Leia, além da preciosa prosa de Bolão, uma tese de pós-graduação e veja vídeo, de Pedro Aragão, sobre o Animal. Nada a ver com o jogador aquele.
“Pedro Aragão, músico e professor, é escritor do “O Baú do Animal” (Editora Folha Seca), um estudo sobre a obra de Alexandre Gonçalves Pinto, de outras fontes populares da época, e sobre como essas narrativas do passado conformaram diferentes percepções sobre o choro e a música brasileira na atualidade” (Funarte)
Oscar Bolão
Bons dias. O texto abaixo foi publicado no jornal A Ilha, aqui em Paquetá. É uma homenagem sincera. Quem já leu a obra citada vai entender o estilo do texto. Quem não, talvez fique curioso pra conhecê-la. Os termos entre aspas eram usados pelo autor.
Quero me dirigir aos “chorões modernos e também antigos” e pedir desculpas, aos leitores que me lêem, pelas minhas pobres palavras desprovidas de riqueza literária.
Pois não sendo eu literato, não tenho o discernimento correto para escrever as palavras elogiosas que Alexandre Gonçalves Pinto, conhecido nos choros primordiais como Animal, tem por merecimento. Sendo que depois que li seu inigualável livro de memórias, que é chamado de ‘O Choro – reminiscências dos chorões antigos’, foi que percebi o quão importante é esta obra para o conhecimento deste gênero que é o choro e para a história desta Cidade Maravilhosa, que é o Rio de Janeiro, e para a eternização da “avalanche” dos grandes artistas renomados que viveram suas vidas para esta música.
Na minha “pobreza de inteligência” não atino por que tinha o Animal este epíteto – visto que nas suas narrativas percebemos se tratar de uma “pomba sem fel” que expressava seus melhores sentimentos de respeito aos seus “congêneres” e até mesmo aos “facões”, que eram aqueles que tocavam muito mal.

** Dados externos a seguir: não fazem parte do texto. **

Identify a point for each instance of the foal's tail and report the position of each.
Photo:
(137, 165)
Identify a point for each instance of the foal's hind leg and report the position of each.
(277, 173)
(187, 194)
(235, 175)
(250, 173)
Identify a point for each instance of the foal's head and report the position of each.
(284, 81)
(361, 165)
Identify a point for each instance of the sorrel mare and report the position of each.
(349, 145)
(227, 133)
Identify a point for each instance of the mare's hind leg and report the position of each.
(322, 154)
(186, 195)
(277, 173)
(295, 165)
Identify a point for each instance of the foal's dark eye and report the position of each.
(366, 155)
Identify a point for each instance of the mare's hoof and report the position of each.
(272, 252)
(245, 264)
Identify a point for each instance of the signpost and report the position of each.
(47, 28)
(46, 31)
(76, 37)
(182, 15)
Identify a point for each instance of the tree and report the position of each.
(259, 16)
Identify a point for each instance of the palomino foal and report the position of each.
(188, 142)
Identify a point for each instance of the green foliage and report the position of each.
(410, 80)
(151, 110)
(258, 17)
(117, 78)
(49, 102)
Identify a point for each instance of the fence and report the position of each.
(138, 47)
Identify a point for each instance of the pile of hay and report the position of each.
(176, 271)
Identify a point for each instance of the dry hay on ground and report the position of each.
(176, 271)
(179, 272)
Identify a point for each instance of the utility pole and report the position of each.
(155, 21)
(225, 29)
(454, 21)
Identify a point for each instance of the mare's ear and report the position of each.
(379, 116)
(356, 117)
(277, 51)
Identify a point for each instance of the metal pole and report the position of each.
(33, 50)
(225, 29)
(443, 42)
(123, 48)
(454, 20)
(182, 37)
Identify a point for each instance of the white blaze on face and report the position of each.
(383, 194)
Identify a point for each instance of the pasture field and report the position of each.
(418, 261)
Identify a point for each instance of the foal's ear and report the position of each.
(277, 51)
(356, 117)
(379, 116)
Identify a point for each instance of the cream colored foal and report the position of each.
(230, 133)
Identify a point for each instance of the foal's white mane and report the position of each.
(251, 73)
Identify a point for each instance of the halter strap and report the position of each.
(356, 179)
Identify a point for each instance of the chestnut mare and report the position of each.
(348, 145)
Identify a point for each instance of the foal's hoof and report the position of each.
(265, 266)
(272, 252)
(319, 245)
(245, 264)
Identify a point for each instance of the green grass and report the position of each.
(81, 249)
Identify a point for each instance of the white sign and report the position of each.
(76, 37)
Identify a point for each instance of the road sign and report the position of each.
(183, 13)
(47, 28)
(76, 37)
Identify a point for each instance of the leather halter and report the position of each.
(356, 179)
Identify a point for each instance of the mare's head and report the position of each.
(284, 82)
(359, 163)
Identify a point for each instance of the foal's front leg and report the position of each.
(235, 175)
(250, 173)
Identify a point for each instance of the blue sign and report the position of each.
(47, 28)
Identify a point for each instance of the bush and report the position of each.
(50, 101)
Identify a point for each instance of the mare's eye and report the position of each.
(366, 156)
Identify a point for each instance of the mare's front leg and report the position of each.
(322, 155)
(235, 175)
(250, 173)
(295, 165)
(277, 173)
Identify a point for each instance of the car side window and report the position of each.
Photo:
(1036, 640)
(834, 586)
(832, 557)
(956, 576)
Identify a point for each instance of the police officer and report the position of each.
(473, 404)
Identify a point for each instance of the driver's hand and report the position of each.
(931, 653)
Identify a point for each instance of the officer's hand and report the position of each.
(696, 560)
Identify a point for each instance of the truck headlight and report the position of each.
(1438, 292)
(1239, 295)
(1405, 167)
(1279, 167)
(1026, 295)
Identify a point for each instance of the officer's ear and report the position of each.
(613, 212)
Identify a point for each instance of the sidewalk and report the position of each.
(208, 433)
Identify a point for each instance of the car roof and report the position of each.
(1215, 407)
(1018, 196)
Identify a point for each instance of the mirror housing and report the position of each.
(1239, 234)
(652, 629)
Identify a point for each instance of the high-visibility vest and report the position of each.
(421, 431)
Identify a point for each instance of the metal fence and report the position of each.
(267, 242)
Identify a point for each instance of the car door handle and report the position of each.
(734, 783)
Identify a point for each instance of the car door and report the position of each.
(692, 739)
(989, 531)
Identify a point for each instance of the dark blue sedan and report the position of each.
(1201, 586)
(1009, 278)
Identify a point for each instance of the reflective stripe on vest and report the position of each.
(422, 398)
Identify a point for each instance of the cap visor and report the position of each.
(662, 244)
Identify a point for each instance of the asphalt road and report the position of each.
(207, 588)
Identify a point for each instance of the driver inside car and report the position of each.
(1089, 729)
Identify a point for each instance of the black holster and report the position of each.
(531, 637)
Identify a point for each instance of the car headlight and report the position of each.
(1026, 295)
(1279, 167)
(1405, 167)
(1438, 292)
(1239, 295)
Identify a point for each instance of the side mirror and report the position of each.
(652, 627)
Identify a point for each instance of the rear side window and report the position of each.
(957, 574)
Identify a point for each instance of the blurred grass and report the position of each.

Chorão de “nomeada”, respeitado nas rodas, era inveterado nos “bons e péssimos bailes” onde podia tocar seu cavaquinho e também seu violão.
Carteiro de 1ª classe, pessoa de pouca instrução, ele demonstrou, no entretanto, a grande sabedoria daqueles que se preocupam com a história “dos dias que passaram e não voltam mais”. Isso tem muito valor!
Infelizes daqueles que do alto da sua erudição metem a ridículo o simplório Alexandre porque não conhecem a grandeza do espírito humano. Tais homens de academia, desprovidos das boas intenções, são cegos que tateiam pelos caminhos da vaidade e não conseguem ler o que está escrito no meio de tantas letras, e que são coisas importantes.
Aos “tocadores batutas” da “nova guarda”, como também aos “fraquinhos”, fica então o aconselhamento desta leitura. O virar das páginas será como o descortinar de cada “feito dos grandes mestres” – que “gostavam muito de ir a pagodes onde também houvesse farta mesa, com o competente molho, para bem descer o mastigo”.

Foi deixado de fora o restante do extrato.